Innerhalb dieser Grenzen, so die Arbeitsgruppe, könne sich die Menschheit entwickeln und fortbestehen. Ein Überschreiten hingegen gefährdet die ökologischen Grundlagen und stellt ein Risiko für zukünftige Generationen dar.
Schon im Jahr 2009 zeigte sich: drei der neun Grenzen waren überschritten. Nur wenige Jahre später, im zweiten Update 2015, kam eine weitere hinzu, nun waren es bereits vier. Das bislang aktuellste Update von 2025 zeichnet ein alarmierendes Bild: sieben der neun planetaren Grenzen sind überschritten.
Der aktuelle Stand:
Überschrittene Grenzen (außerhalb des grünen Bereichs)
- Klimawandel
- Überladung mit neuartigen Stoffen
- Veränderung in biogeochemischen Kreisläufen (Stickstoff- und Phosphorkreisläufe)
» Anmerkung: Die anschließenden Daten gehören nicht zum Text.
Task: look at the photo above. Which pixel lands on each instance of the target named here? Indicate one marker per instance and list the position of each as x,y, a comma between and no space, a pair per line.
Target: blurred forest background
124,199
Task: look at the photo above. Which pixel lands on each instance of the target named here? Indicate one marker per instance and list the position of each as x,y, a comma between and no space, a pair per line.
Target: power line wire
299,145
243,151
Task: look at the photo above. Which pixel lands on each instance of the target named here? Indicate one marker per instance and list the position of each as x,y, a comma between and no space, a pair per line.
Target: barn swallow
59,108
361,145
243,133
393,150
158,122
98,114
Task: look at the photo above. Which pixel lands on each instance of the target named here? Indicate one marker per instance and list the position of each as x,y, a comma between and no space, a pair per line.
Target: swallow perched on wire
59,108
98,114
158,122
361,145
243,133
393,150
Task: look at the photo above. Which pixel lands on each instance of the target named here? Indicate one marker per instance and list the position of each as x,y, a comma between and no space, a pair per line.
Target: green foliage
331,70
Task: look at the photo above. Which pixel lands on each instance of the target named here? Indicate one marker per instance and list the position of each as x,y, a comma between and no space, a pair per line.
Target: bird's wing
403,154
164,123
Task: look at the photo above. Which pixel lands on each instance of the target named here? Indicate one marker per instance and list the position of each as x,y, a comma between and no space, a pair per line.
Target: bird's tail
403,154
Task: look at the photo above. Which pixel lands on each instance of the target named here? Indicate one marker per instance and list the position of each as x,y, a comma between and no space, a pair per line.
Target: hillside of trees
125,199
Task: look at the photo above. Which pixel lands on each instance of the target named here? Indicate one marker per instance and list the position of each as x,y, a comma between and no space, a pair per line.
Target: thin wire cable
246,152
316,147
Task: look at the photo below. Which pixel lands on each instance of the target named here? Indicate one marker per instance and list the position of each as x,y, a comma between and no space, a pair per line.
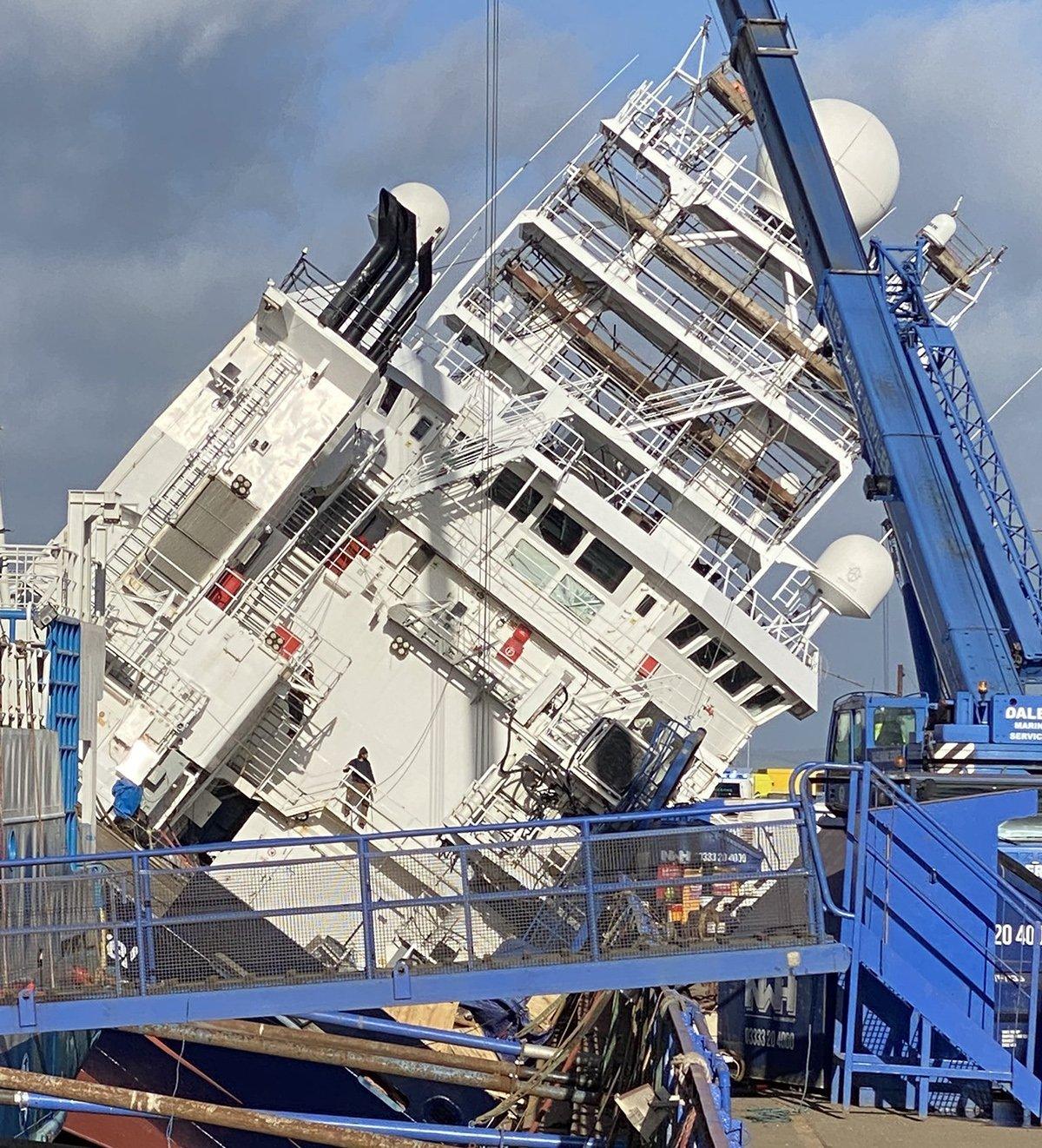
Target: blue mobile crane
970,570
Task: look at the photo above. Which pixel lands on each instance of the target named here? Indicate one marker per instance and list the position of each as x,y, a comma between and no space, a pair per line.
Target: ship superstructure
502,549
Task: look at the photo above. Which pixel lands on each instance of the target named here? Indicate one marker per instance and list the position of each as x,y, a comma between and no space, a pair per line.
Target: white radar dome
941,228
429,208
864,156
854,575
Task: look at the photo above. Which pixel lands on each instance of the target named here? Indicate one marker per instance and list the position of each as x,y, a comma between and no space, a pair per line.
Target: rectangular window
419,431
391,394
603,565
577,598
560,530
710,655
504,492
532,565
684,634
763,699
735,678
839,752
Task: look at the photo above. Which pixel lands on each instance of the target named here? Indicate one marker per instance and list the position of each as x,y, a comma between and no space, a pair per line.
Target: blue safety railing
625,895
937,924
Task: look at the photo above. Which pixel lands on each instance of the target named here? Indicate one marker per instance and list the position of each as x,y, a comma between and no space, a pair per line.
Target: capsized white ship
497,549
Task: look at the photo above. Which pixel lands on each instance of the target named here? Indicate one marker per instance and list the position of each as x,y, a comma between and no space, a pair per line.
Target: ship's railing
247,401
713,474
716,330
170,697
33,574
705,155
636,885
625,495
762,369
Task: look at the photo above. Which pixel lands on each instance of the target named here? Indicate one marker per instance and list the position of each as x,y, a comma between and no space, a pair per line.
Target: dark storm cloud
960,95
160,161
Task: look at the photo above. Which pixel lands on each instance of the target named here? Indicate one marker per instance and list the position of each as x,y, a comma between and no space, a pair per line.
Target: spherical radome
854,574
864,156
429,208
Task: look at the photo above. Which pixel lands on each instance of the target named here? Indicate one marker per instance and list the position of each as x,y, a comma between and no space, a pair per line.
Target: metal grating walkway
161,937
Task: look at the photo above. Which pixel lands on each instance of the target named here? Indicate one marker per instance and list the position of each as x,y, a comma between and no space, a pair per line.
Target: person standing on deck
358,787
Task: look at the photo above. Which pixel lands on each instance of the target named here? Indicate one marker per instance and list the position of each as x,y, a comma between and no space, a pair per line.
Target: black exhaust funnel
406,241
361,280
389,339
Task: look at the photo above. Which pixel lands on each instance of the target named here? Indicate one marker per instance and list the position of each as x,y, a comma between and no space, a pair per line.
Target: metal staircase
246,406
473,457
912,906
318,541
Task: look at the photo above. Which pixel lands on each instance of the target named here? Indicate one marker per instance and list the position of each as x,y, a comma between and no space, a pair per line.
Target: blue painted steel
63,643
1017,719
716,1124
175,1007
148,966
963,540
1006,548
431,1133
388,1027
920,915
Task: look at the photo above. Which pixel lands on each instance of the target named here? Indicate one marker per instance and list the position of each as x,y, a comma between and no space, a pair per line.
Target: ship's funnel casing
864,156
429,208
372,307
361,280
409,220
854,575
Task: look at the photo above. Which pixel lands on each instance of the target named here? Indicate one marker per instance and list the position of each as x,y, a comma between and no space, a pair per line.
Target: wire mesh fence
442,901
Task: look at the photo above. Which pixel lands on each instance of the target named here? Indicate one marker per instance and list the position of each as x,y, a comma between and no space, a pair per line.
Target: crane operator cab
880,728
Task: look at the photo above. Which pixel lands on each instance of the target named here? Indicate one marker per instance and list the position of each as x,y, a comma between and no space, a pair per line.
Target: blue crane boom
969,560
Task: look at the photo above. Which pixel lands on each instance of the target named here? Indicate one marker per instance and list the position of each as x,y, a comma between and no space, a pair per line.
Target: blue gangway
455,913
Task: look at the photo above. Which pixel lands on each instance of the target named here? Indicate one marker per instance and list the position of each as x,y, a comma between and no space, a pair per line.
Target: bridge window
421,427
560,531
509,492
603,565
763,699
643,607
684,634
577,598
735,678
710,655
532,565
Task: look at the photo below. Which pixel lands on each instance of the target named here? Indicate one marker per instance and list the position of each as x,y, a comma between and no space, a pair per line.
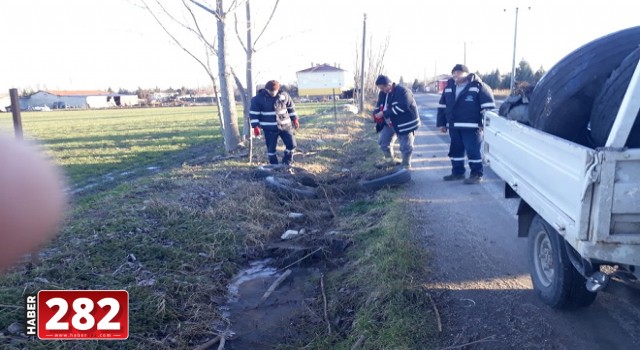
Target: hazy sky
97,44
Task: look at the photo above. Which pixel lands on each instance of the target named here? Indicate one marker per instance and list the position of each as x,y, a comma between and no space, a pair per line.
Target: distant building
76,99
441,82
5,102
323,80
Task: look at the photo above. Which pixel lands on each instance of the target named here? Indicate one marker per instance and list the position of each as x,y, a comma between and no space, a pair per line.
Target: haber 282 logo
78,314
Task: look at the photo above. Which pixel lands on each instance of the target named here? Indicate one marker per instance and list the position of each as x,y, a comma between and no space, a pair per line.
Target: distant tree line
524,74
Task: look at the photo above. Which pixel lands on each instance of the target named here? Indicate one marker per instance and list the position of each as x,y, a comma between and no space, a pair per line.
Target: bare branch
175,40
204,7
273,11
201,35
244,47
198,33
234,6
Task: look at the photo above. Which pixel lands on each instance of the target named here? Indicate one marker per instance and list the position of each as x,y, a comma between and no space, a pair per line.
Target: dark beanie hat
272,85
383,80
460,67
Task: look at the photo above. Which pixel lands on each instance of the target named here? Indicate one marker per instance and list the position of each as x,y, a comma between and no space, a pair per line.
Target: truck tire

- Veränderung in Süßwassersystemen
- Veränderung der Landnutzung
- Veränderung in der Integrität der Biosphäre
- Ozeanversauerung
Noch nicht überschritten
- Ozonabbau in der Stratosphäre
- Zunahme der Aerosolbelastung
Damit ist klar: Wir bewegen uns zunehmend in einem instabilen System.
Das große Ganze
Die neun Grenzen hängen zusammen. Kippt eine, gerät auch die nächste ins Wanken. Deshalb reicht es nicht, nur den Klimawandel zu betrachten, sondern auch Wasser, Böden, Wälder, Luft und Artenvielfalt, weil sie im Großen und Ganzen unsere Lebensgrundlagen bilden. Das Konzept erinnert uns daran, wie wichtig ein achtsamer Umgang mit unseren natürlichen Ressourcen ist.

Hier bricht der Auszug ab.